Add support for custom case expressions which use arbitrary/multiple column(s) #90

RobinL · 2020-03-07T18:05:32Z

Closes #65

A relatively advanced use case that is fairly common is for values in the comparison vectors to be derived from multiple columns.

For example, to deal with the possibility of name inversions, the user might want something like:

CASE WHEN
first_name_l = first_name_r AND surname_l = surname_r THEN 2
first_name_l = surname_r AND surname_l = first_name_r THEN 1
ELSE 0 
END

It's also a bit tricky to think about how this should be dealt with in comparison_columns because up until now, we've assumed that each value in the comparison vector corresponds to a single column, and each column is identified by the col_name key in the comparison_columns part of the settings dictionary.

What I've done is allowed two possible specs for an entry in comparison_columns.

Either col_name must be completed as before:

{
"col_name": "first_name"
}

or the user must explicitly specify a custom column:

  {
        "custom_name": "custom_name",
        "custom_columns_used": ["first_name", "surname],
        "case_expression": """
CASE WHEN
first_name_l = first_name_r AND surname_l = surname_r THEN 2
first_name_l = surname_r AND surname_l = first_name_r THEN 1
ELSE 0 
END
""",
        "num_levels": 2
        }

The later syntax isn't very intuitive, but this is advanced functionality and it would be expected that the user would modify example settings rather than write this from scratch

RobinL · 2020-03-08T14:15:59Z

splink/__init__.py

@@ -98,8 +99,8 @@ def manually_apply_fellegi_sunter_weights(self):

    def get_scored_comparisons(self, num_iterations=None):

-        if (num_iterations is None):
-            num_iterations=self.settings["max_iterations"]
+        if not num_iterations:


Not relevant to this PR, I'm just cleaning up code here. Specifically, the number of iterations is taken from the settings object unless explicitly set.

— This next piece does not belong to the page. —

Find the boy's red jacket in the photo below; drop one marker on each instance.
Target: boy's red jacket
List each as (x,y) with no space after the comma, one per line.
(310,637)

Ah, I wasn't sure whether None could be coerced to a boolean, hence treating it like a value to be sure without having to look it up. Good to know.

RobinL · 2020-03-08T14:16:27Z

splink/case_statements.py

@@ -34,7 +34,7 @@ def _add_null_treatment_to_case_statement(case_statement: str):

    if "then -1" not in sl:
        try:
-            variable_name = re.search(r"when ([\w_]{1,100})_l", case_statement)[1]
+            variable_name = re.search(r"when ([\w_]{1,100})_l", case_statement.lower())[1]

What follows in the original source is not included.